The whole system we’re building consists of subsystems, where AI powers the core module. We have included many containerized models to run the application. For instance, the baseline crop type classification model performs pretty well (over 70%), but this is not the desired performance, so we need to improve it with a data-centric approach. By focusing on the data tuning, we could improve the model performance.

Apart from the open access, what is the appeal of using Radiant MLHub data for you and your colleagues? What are some specific benefits that you are receiving using Radiant MLHub?
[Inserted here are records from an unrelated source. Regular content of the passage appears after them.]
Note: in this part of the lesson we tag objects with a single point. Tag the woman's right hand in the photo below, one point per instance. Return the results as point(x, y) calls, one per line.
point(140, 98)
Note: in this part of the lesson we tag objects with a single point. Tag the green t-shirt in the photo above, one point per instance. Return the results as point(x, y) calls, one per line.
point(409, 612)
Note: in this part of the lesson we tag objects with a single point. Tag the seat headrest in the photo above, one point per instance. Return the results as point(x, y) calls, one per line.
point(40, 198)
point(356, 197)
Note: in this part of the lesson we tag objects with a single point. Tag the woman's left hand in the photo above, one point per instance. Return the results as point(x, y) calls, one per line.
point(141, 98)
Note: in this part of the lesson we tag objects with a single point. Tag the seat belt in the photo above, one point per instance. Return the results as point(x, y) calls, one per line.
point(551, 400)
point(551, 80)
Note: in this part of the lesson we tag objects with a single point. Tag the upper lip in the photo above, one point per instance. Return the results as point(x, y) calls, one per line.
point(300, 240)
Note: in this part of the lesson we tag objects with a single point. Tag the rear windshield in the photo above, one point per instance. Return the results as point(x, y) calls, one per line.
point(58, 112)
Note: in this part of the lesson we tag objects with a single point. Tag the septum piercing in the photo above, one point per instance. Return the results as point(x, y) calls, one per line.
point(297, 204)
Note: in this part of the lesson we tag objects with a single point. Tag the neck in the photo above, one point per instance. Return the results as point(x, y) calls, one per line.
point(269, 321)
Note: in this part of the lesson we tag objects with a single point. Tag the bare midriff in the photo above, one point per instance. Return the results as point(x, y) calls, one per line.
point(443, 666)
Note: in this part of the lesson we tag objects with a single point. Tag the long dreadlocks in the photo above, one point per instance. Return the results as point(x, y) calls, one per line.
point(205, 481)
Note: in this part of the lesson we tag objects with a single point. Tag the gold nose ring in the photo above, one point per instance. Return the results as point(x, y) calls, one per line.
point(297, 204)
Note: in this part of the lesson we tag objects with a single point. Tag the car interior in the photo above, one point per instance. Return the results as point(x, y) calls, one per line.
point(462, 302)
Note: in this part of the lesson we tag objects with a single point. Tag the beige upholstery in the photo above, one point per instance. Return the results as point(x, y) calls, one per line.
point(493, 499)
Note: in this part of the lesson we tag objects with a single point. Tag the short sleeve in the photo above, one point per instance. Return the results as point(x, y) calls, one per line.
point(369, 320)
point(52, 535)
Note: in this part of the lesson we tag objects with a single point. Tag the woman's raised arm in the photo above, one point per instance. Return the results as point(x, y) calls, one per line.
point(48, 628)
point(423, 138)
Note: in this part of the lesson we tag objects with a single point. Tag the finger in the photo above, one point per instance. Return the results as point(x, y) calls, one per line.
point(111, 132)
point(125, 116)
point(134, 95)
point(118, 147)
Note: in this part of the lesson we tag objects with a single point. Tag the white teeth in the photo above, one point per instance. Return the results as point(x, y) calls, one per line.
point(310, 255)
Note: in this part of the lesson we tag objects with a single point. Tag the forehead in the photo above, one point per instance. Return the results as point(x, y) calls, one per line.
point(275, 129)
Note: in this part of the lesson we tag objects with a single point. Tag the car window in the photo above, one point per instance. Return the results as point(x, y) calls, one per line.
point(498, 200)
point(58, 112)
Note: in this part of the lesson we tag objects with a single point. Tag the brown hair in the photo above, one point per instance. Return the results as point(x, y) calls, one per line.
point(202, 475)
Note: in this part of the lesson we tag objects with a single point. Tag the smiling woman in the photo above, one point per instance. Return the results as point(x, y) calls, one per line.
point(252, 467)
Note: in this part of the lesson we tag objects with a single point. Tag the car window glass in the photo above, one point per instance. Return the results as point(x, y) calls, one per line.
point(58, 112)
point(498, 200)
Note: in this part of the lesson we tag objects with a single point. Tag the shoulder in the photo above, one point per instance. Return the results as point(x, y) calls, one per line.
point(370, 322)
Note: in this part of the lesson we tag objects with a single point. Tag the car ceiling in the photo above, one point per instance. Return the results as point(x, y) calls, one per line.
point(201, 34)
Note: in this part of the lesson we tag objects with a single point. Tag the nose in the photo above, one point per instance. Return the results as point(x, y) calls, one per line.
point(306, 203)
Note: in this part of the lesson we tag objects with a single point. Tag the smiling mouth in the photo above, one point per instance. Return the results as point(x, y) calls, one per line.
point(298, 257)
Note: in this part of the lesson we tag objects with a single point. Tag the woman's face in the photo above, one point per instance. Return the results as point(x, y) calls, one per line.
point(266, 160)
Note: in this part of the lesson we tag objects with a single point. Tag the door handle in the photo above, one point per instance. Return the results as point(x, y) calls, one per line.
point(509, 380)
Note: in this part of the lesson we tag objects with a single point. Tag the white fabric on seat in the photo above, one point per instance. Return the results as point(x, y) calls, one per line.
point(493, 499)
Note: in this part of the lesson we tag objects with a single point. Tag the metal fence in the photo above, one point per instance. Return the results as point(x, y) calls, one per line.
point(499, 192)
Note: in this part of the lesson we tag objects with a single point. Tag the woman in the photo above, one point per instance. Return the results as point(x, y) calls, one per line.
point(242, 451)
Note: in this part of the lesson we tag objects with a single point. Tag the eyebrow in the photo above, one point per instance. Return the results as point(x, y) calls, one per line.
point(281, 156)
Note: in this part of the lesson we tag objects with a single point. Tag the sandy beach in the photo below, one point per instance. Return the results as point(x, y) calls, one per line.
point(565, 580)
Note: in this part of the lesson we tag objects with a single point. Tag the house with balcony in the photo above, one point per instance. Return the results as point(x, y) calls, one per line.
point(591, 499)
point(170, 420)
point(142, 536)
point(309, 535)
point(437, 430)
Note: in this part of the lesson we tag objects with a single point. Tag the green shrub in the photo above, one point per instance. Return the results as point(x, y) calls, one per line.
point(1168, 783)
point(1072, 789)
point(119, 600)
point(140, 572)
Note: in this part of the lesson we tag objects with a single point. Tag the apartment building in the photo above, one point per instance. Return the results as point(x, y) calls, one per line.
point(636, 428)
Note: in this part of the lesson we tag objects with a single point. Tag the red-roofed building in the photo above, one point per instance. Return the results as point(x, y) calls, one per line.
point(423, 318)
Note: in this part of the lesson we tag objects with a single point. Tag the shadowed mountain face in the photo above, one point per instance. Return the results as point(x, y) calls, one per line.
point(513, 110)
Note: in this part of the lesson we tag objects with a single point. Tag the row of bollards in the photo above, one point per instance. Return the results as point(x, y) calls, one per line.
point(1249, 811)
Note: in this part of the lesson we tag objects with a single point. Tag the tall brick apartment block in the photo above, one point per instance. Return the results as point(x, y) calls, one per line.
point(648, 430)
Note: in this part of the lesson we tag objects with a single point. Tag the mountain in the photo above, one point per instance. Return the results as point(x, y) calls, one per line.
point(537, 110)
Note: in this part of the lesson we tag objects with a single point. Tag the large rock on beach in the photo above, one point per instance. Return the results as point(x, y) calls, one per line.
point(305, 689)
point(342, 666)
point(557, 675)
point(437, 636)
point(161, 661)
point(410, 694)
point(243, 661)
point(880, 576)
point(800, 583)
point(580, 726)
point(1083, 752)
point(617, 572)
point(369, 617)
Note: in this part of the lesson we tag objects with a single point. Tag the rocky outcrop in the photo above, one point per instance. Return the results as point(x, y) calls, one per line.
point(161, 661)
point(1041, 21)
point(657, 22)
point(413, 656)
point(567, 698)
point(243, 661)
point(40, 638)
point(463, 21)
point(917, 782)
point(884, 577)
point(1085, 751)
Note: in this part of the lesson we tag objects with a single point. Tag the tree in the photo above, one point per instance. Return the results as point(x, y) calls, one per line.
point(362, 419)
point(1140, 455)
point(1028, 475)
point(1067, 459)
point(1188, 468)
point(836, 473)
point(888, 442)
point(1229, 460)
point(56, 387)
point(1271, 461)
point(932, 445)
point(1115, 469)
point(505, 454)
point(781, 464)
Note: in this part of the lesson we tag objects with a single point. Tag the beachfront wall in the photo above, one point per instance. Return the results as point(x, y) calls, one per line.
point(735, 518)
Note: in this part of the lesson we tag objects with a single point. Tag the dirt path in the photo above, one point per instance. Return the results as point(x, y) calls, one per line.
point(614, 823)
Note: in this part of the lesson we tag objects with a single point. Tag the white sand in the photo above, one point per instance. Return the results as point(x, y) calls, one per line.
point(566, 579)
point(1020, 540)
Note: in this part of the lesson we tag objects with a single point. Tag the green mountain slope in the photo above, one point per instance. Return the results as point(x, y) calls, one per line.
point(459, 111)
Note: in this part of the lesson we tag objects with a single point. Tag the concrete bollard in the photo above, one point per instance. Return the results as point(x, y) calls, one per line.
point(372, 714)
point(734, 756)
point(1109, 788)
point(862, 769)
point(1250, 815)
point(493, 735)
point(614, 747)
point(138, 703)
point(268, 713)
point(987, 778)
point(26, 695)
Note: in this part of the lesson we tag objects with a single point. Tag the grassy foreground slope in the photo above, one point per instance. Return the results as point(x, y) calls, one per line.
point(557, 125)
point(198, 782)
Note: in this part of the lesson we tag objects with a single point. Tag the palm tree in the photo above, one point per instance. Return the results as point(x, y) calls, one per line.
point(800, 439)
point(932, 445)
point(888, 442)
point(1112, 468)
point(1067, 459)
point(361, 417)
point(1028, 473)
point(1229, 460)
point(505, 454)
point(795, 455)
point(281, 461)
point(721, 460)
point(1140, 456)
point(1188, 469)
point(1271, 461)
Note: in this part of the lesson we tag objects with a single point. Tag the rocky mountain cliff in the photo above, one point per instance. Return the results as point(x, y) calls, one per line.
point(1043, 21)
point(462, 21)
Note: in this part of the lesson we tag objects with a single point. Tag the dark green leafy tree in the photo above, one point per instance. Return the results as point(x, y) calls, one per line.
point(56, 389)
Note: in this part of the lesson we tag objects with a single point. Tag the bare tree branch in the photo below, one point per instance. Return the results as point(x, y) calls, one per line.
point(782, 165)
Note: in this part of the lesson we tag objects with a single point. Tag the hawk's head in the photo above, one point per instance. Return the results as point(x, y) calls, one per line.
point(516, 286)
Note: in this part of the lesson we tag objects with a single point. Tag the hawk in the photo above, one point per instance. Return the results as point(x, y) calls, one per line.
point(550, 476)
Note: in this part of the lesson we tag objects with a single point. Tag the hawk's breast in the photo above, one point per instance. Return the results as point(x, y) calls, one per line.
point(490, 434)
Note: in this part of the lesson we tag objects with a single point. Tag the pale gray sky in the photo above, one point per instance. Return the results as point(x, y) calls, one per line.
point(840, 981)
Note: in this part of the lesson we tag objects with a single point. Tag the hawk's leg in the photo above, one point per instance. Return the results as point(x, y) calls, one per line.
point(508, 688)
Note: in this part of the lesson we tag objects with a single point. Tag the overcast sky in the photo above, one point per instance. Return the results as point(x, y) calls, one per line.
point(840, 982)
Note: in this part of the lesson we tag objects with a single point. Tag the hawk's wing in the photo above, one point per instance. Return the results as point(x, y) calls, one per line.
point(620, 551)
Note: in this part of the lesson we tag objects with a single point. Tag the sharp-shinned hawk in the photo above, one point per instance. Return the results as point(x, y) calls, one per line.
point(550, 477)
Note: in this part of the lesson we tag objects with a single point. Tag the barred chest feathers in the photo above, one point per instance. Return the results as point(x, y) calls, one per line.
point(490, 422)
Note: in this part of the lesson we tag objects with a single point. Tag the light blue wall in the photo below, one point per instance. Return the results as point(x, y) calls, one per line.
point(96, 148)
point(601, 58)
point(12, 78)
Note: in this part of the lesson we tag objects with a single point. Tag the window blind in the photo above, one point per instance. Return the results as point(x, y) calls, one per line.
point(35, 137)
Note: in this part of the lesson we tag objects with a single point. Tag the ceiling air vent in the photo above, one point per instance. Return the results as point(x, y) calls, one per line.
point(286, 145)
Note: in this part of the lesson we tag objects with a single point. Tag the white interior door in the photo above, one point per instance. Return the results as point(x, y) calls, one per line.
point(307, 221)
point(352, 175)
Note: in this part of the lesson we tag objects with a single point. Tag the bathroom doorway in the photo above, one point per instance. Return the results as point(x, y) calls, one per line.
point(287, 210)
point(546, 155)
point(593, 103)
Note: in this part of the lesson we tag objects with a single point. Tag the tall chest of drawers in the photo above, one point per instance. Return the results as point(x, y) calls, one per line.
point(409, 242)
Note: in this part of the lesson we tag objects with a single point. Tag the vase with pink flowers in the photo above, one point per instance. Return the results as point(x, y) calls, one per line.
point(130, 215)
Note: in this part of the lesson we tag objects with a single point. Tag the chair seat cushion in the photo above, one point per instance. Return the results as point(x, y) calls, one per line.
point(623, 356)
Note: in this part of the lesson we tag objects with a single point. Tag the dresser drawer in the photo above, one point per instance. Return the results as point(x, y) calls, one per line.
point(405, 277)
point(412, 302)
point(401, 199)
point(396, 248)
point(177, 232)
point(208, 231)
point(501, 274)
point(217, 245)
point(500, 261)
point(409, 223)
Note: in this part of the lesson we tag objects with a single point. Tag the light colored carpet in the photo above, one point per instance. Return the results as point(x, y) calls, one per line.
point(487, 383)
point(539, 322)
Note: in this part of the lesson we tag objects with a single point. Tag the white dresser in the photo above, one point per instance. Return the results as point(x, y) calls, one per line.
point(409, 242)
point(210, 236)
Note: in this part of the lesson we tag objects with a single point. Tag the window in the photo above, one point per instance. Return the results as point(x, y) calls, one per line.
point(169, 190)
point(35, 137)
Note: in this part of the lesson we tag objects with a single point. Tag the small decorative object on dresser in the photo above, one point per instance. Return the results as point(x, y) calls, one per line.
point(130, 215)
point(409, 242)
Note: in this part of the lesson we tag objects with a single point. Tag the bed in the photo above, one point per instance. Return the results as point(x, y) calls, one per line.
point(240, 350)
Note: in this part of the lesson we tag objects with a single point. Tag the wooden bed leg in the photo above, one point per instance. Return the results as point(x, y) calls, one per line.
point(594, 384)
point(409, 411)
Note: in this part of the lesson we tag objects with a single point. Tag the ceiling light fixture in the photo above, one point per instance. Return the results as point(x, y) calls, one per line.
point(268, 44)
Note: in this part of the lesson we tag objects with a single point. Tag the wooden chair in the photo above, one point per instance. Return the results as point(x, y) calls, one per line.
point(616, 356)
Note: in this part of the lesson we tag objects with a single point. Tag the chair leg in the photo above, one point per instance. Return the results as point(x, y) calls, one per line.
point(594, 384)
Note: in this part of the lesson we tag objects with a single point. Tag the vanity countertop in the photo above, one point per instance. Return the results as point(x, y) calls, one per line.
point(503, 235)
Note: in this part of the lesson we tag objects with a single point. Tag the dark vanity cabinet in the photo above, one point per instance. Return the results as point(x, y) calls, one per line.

Besides easy access to the training datasets, Radiant MLHub has good documentation and start codes. These are very useful to me and anyone else because one does not have to begin from scratch. Furthermore, the Radiant Earth technology team is approachable and easy to reach, either directly on Slack or via email. They tend to respond pretty quickly.

I was also fortunate to participate in the ML4EO training organized by Radiant Earth. This knowledge transfer has allowed me to learn more from their experts.

You’ve mentioned in previous communications that you are also using Radiant MLHub data to expand your knowledge and scope using the data for commercial purposes. Can you share your vision and what value it will add to society in Rwanda?

I do use Radiant MLHub datasets for my professional development, but also to train other Rwandans. I can do this because of the starter notebooks and tutorials available on the Radiant Github repository. Establishing my startup is one of my main career goals, together with other colleagues who are on board with my vision. We are ideating a mobile web app that would be an intelligence system powered by well-trained ML models, and the primary datasets are remote sensing images. So far, Radiant MLHub datasets are our best option. We believe in the idea of object recognition from high height.

You’ve completed the ML4EO Training of Trainers Bootcamp and are currently busy with the last requirement of training five people. What insights have you learned as a trainer versus being a student, and how does teaching others benefit you?

I have learned that being a trainer is the best way to learn and master things! It exposes you to unheard and unexpected questions, which require reading and sometimes asking more experienced people. Personally, teaching others has boosted my skills in remote sensing, geospatial data analytics, communication, and applying machine learning on EO.

What is your hope for scalable machine learning on satellite data, related to food security and natural disasters like floods in Rwanda? How can what you build be used to scale in the region or even in the rest of Africa?

African countries have common agricultural systems, largely small-scale and subsistence farming, and have similar climate conditions and landscapes (albeit at a regional level). Therefore, it is entirely possible that what works in one African country could also work in other countries on the continent. So I believe a system working well in Rwanda could also work in other African countries with slight modifications and a kind of domain adaptation.

From your perspective, what innovations in machine learning and satellite data analysis can we expect in the next decade, and how do you think it will improve lives in Africa?

With more access to the data, intelligent model repositories, and more Africans in the field of AI to build local solutions, I think machine learning and satellite data will improve food security, disaster management, and urban planning very soon.

This would save more lives and address some of the Sustainable Development Goals (No poverty, Zero hunger, Life on Land, etc. ), leading to the sustainable development of the whole continent.